“You knew what you were getting into” – Andy Lynch weighs in on debate

Andy Lynch is six seasons removed from the game but even in 20 years or more he’ll still be remembered given his incredible longevity at the highest level.

Lynch finished his career in 2017 just two games shy of Kevin Sinfield for the most ever Super League appearances with 452, a figure that’s since been eclipsed by Saints’ skipper James Roby who sits on 468.

The former Castleford, Bradford and Hull FC man will have dished out and copped some knocks during his time, something he put down to a case of ‘swings and roundabouts’.

He spoke to Serious About Rugby League regarding the current concussion debate in the backdrop of a lawsuit against the RFL and the recent Sky Sports Round Table.

Addressing the ongoing lawsuit, which he confirmed he isn’t part of, he stated: “Everybody is different and has different reasons but it’s something that you rarely ever think about. I never thought about it when I played, it’s just part and parcel of the game.

“You knew what you were getting into but that said the guys who are doing it, I don’t know who they are, but it’s each to their own. They’ve got a reason for doing it. To me, I just knew it came with the game. You’re doing something for 20 years that you love doing so you can’t go wrong with that.”

That echoed the sentiment that former St Helens and then Canterbury Bulldogs’ legend James Graham argued for whilst at the Round Table discussion.

In response to comments from former Irish international, Tyrone McCarthy, who claimed players don’t know what they were getting involved with, Graham disagreed.

“I think deep down I did know, you can’t look at our sport like that. If someone said to you, ‘is this sport going to have detrimental effects down the line’, then you’ve got to say yeah.

“We’re in such a fortunate position in life and culture that perhaps we get to pick our poison. That said we can make it slightly safer and evolutionise it and bring in technology and continue to talk about it.”

Lynch and Graham had clearly been sharing notes as their thought process remained the same with Lynch reiterating the need for RFL care , whilst also urging the sport to keep it’s selling points of big hits and action.

“It’s all for the sport and the safety of the players, it’s tough anyway with the amount of games they play in and putting their bodies on the line every week. So they do need to be looked after in some sense which the RFL are doing at the moment and that’s great.

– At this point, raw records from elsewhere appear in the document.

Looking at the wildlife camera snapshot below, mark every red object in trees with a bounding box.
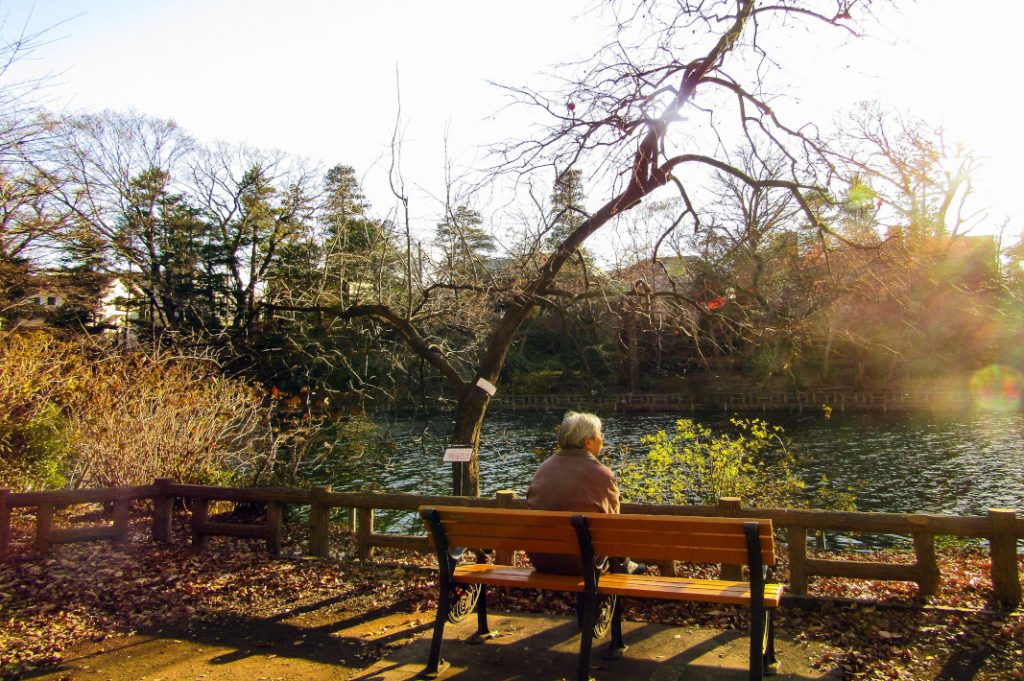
[706,296,726,311]
[567,102,576,112]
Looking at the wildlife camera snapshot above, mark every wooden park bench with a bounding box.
[419,506,783,681]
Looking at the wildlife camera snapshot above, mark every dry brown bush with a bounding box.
[0,331,276,489]
[64,351,273,487]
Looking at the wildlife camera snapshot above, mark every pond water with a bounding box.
[313,410,1024,537]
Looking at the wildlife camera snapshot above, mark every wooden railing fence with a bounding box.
[1,482,1020,608]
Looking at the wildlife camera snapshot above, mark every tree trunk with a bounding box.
[450,382,490,496]
[446,299,538,496]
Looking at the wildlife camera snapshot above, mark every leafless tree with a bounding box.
[274,0,880,495]
[821,104,998,384]
[0,12,60,165]
[0,14,71,313]
[40,112,194,330]
[831,102,985,242]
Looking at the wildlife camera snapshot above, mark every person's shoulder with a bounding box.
[533,453,562,473]
[586,457,616,477]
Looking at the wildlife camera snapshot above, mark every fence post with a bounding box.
[718,497,743,580]
[908,514,940,596]
[309,485,332,558]
[495,490,516,565]
[988,508,1022,609]
[152,478,173,544]
[35,503,54,554]
[788,525,808,595]
[113,499,131,545]
[357,508,374,560]
[0,489,10,558]
[266,501,283,556]
[191,497,209,552]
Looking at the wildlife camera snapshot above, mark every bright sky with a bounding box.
[5,0,1023,248]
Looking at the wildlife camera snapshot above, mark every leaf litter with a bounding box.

“I just don’t want it to get to the stage of rugby union where they’re changing all the tackle technique. People watch rugby league for the big shots, it used to be the shoulder charge but that’s gone, but you still need that physicality that people like and watch the game for. It attracts people.

“People can walk away happy when they do see a couple of big shots in a game. They’ve paid their money and that’s the entertainment they want to see. I know there’s the nice tries but big shots get the crowd going.”